Around 10% of sperm from a healthy human male carry visible chromosomal abnormalities. Despite the relevance of this striking statistic to the fertility of males in one generation, and the health of their progeny in the next, we know surprisingly little about the origins and causes of these sperm abnormalities. Sloter et al. have developed a fluorescence in situ hybridization (FISH) assay to detect specific chromosomal abnormalities in sperm — an assay that will provide new insight into the poor quality of human sperm.

Much of the previous analysis of chromosomal abnormalities in sperm has relied on the hamster-egg method. In this method, sperm are allowed to fuse with hamster oocytes, and when the sperm chromosomes enter metaphase, they are visualized by traditional cytogenetic staining methods. High frequencies of sperm chromosomal abnormalities have been detected in this assay, but it was always possible that the abnormalities seen at metaphase were induced after fusion.

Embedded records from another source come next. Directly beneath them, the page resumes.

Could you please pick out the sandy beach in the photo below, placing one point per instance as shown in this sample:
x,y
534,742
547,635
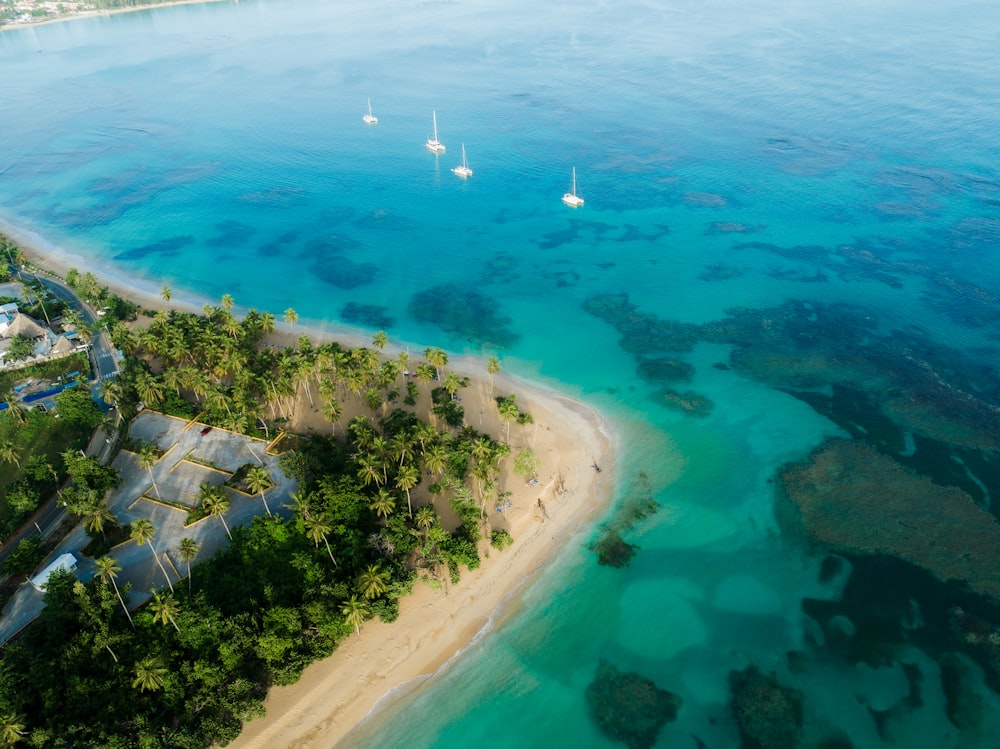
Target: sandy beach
x,y
109,12
434,624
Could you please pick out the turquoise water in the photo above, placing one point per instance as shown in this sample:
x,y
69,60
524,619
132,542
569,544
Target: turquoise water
x,y
725,153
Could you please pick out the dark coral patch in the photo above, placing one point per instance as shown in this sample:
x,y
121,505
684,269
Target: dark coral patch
x,y
464,313
628,707
343,272
367,315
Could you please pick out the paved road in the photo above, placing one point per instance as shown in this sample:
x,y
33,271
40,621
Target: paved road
x,y
102,355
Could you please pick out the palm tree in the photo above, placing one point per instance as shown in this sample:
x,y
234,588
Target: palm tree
x,y
332,411
373,582
12,728
10,453
369,470
143,531
150,674
147,459
317,527
108,569
97,517
300,504
165,609
266,322
383,504
188,549
258,479
437,358
492,368
216,503
452,382
508,412
436,459
425,519
406,478
354,612
13,406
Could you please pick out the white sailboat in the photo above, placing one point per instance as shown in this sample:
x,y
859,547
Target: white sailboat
x,y
571,198
433,144
462,170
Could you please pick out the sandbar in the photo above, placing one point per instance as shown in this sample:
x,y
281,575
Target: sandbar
x,y
570,439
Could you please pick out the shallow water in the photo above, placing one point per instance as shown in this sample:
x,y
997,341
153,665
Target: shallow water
x,y
725,154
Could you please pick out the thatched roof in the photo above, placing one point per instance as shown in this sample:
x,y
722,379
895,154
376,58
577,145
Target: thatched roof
x,y
24,325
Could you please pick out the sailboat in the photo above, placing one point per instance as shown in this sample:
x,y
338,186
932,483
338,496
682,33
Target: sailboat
x,y
433,144
463,170
571,198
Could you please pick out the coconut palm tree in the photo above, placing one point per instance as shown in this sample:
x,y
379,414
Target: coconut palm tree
x,y
144,531
97,517
383,503
108,569
10,453
425,519
369,470
258,479
12,728
373,582
317,527
216,503
300,503
165,609
452,382
13,406
492,368
188,549
147,459
436,459
508,412
354,612
406,478
150,674
332,411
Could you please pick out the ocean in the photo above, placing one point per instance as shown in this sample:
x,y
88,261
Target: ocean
x,y
792,214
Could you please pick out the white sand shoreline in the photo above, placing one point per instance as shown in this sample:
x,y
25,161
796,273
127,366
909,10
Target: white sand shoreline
x,y
370,672
100,13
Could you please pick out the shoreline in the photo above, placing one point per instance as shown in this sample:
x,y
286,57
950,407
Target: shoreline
x,y
100,13
368,673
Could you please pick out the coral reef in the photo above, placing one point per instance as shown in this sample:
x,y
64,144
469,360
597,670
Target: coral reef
x,y
642,333
854,499
689,402
343,272
628,707
367,315
769,715
463,313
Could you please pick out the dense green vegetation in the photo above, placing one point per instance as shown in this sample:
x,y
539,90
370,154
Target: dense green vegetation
x,y
33,443
189,666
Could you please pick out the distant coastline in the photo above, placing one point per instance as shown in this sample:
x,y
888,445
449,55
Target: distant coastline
x,y
91,13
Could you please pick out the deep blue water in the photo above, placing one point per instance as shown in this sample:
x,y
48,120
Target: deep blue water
x,y
727,152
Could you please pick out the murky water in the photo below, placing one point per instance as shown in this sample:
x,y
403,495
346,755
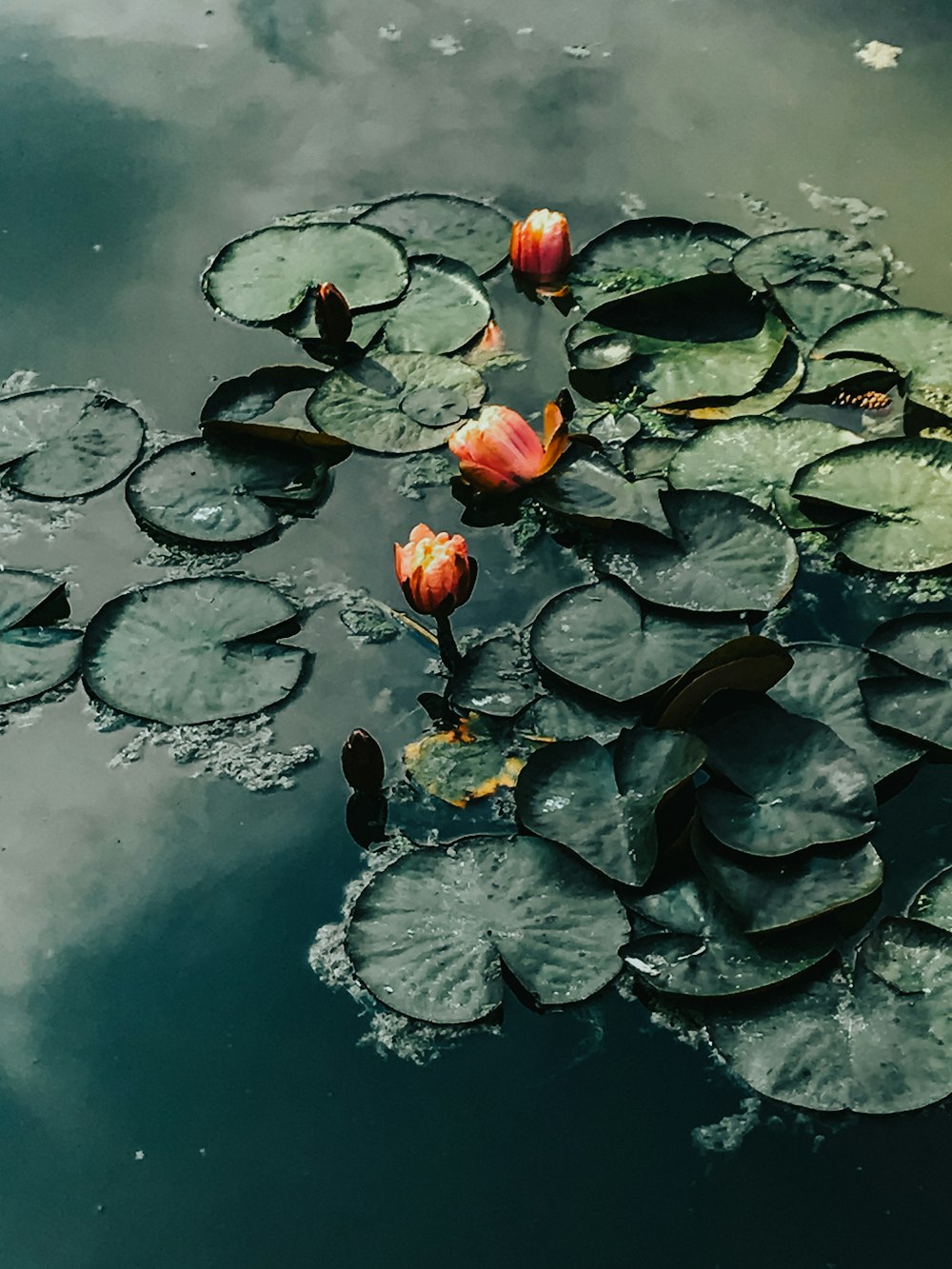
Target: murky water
x,y
175,1084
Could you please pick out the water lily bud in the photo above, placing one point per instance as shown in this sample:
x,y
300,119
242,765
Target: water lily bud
x,y
540,248
333,313
362,762
501,450
434,571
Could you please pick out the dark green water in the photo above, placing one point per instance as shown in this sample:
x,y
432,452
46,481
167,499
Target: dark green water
x,y
155,995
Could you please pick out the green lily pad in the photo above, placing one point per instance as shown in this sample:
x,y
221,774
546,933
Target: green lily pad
x,y
396,403
758,460
876,1041
902,491
602,804
638,255
223,492
34,654
727,556
773,894
704,952
917,343
809,255
446,225
445,307
268,274
192,651
794,783
598,637
430,934
67,442
824,684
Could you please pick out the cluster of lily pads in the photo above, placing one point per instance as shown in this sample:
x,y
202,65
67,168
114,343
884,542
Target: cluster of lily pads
x,y
695,803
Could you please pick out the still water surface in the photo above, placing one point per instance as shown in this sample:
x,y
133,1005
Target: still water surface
x,y
177,1088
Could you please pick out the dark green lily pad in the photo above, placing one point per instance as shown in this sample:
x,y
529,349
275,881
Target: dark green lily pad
x,y
396,403
600,637
223,492
268,274
704,952
758,460
795,783
34,654
727,556
430,934
773,894
446,225
876,1041
824,684
192,651
916,342
602,804
902,491
445,307
809,255
67,442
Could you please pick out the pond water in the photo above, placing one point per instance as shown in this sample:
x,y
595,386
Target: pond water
x,y
177,1085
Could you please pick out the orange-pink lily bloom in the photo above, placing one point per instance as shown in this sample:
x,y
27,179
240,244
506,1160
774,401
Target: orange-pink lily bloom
x,y
501,450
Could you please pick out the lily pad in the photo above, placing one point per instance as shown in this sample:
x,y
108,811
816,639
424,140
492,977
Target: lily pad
x,y
220,492
446,225
396,403
875,1041
902,491
430,934
64,443
727,555
34,652
704,951
809,255
794,783
758,460
193,650
602,804
601,639
268,274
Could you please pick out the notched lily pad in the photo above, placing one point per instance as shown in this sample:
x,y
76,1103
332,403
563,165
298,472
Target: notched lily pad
x,y
430,934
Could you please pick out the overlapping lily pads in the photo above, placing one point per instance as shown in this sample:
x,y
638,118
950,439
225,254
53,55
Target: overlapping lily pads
x,y
432,933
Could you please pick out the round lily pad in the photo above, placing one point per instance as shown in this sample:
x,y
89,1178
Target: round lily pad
x,y
34,652
809,255
875,1041
430,934
902,490
267,274
601,639
727,555
223,492
461,228
758,460
396,403
67,442
794,783
192,651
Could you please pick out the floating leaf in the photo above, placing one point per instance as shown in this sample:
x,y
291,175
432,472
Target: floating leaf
x,y
902,491
193,650
396,403
430,934
602,804
34,654
601,639
67,442
446,225
217,492
727,555
795,783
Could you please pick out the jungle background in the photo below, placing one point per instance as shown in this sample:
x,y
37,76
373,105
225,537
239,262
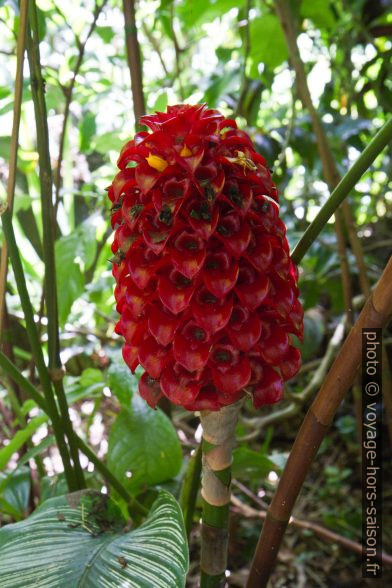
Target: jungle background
x,y
233,55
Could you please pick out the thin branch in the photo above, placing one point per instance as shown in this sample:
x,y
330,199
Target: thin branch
x,y
347,183
177,52
289,131
375,314
48,225
68,92
134,60
36,346
155,45
20,50
244,81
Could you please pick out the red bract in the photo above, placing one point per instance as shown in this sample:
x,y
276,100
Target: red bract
x,y
206,288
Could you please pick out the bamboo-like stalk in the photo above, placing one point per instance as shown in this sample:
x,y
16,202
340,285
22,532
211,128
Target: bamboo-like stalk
x,y
346,184
190,488
48,225
376,313
217,446
12,371
20,50
134,60
36,346
323,532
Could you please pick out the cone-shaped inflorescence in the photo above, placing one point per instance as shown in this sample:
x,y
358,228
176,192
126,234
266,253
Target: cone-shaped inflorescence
x,y
206,289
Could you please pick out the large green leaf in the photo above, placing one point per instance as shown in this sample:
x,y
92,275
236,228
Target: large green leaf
x,y
143,446
78,541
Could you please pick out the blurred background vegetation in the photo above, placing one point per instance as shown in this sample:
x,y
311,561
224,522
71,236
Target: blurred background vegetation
x,y
231,54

Multicolour FISH methods for the direct analysis of human sperm have been developed over recent years and, in the latest work, Sloter et al. have devised an assay that can detect chromosomal breaks and aneuploidy on chromosome 1. Three separate probes are used that hybridize to different satellite DNA loci — two near the centromere (1cen, labelled red and 1q12, blue) and one at the tip of the short arm of the chromosome (1p36, green).

The authors have catalogued a range of chromosomal defects in the mature sperm of four healthy males. In the image (courtesy of A. J. Wyrobek), evidence for a break within the 1q12 chromosomal region is shown. The current assay focuses on one region of the genome, but extrapolation to the whole genome yields an estimate for the number of chromosomal abnormalities in sperm that agrees with previous hamster-egg studies — around 8%. Structural abnormalities, such as chromosomal breaks, tend to occur more frequently than aneuploidy. The position of the breaks could also be assessed, and evidence for chromosomal hotspots (which varied from one individual to the next) was detected. This and other FISH-based assays now set the scene for more detailed analyses of the genetic and environmental factors that influence the occurrence of sperm chromosomal abnormalities.